New Course – Spring 2011

cs6501: Imperfect Information Games
(a.k.a. Principles Of Knowledge Engineering & Reconstruction)

Overview. Imperfect information games are games where players do not know the entire state of the game. Unlike perfect information games (e.g., chess) where fairly simple search strategies can outplay nearly all humans, imperfect information games (e.g., poker) are much more challenging for computers to play well. Such games are also a better model for most real world adversarial situations including political and commercial strategy. In this course, we will study computer science issues related to imperfect games. The main topics include game theory, machine learning, probability, and high-performance computing.

Meetings. Tuesdays and Thursdays, 11:00AM – 12:15PM in MEC 215.

Course Leader. David Evans

Expected Background. Students are expected to have background comparable to one course in theory of computation (e.g, cs3102 or cs6160), be competent in software development, and be comfortable with basic probability and statistics. It is not expected to have previous background in artificial intelligence or game theory. Experience with poker is helpful, but not necessary or expected.
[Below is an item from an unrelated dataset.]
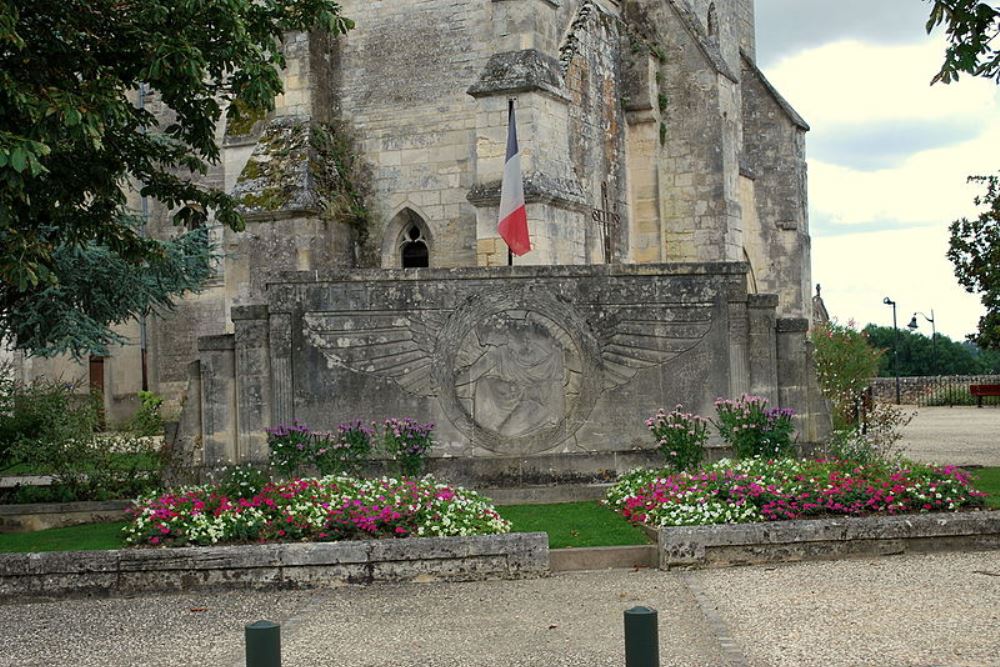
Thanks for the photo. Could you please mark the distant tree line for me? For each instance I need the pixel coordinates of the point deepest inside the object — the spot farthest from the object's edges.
(919, 355)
Course Website. http://www.cs.virginia.edu/evans/poker/. See the course site for a reading list, relevant links, and detailed topics and schedule information.

Course Format. Course meetings will be a mix of discussions of foundational ideas and recent research papers. Students will be expected to lead presentations of topics and papers.

Project. In addition to reading and presenting course material, there will be a series of projects culminating in the construction of a poker bot suitable for competition at the Sixth Annual Computer Poker Competition (to be held in conjunction with the Twenty-Fifth Conference on Artificial Intelligence, AAAI-11). Students will work in groups of 3-4 on preliminary projects and sub-projects, and we will aim to combine the best ideas from several projects into the competition bot.

Evaluation. Students will be evaluated based on their overall contribution to the course including leading topic and paper presentations (30%), preliminary projects (30%), and the final project (40%).